En caso de que supiera quién es, pero... pero es un buen zagal.

Buenos días. -Hola.

¿Qué tal has descansado?

Anoche oí unos ruidos en el tejado y no pude casi dormir.

-Eso son... las vías que crujen, como la casa no está bien asentada.

Venga, desayuna. ¿Qué tal os fue ayer con Nuño?

-Nuño... (RÍEN)

-Bien, bien...

¿No tienes nada que contarme?

¿Lo que sea...? Que hablando se arregla.

-Pues no...

Bueno, sí.

He visto a tía Margarita. Alonso, ¿ya estamos otra vez?

La tía Margarita se ha ido a Sevilla.

-Pues no, papá, estaba en la calle con los pobres.

Y comía del suelo.

¿Estás seguro, hijo, no te habrás confundido?

-Sabía que no me ibas a creer, no tenía que habértelo contado.

Aunque me lo había dicho alguien... Sí que te creo, hijo.

Quiero decir tía Margarita no pinta...

...nada comiendo del suelo. -¡Pues era ella, seguro!

¿No vamos a hacer nada?

Bien, por si acaso, al salir de la escuela...

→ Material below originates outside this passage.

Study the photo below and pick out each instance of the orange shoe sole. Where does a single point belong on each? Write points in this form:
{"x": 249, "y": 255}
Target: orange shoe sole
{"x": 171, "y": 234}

...iremos hacia donde crees haber visto a tía Margarita.

¿De acuerdo? -Vale.

Venga. -Hasta luego.

-Qué cosas se le ocurren, ¿eh?

Aunque no es extraño... teniendo el padre que tiene.

¿Cómo no va a tener pájaros en la cabeza el chiquillo?

Si el padre es un águila... (RÍE)

Voy... a por leña.

-¿Veis? El fuego lo arregla todo. -Eso se lo cuentas...

...a Jimena y a su hija cuando vayan a quemarlas.

-Bueno, mira, nosotros ya estamos fuera de peligro,...

...además te he perdonado. -Ni me toques.

-¿Para eso me juego la vida? -Eres un insensible...

...por no decir un cacho bestia. -No soy yo quien va largando...

-¡Eso es lo que a ti te molesta que vayan diciendo...

...que la espada de Cipri ni pincha ni corta!

Más bien corta... por los resultados.

-Lo he hecho por ti, por darte un hijo y ser felices.

Catalina tiene razón, eres un insensible.

-Que... que tengo la espada corta. ¿Creéis que soy un insensible?

¡Si quemaran a todas las brujas vosotras no os librabais!

Rebuznos. ¡Oh... mierda!

Buenos días, Cipri. -¿Yo te parezco un insensible?

Hombre, Garcilaso no eres. -Me engaña,...

...me envenena, me juego la vida para salvarla y se pone de morros.

¿Aún estáis con esto? Inés y tú queréis hijos...

...y en cinco años nada, ella hace cualquier cosa...

...por quedarse embarazada, ¿cuál es el problema?

No seas cazurro. -Hasta que lo consigas...

...no vais a ser felices. -¿Cómo lo voy a conseguir?

Está enfadada ahora. Cipriano...

(TOSE FUERTE)

-¿Y si es inocente? Todavía no ha confesado.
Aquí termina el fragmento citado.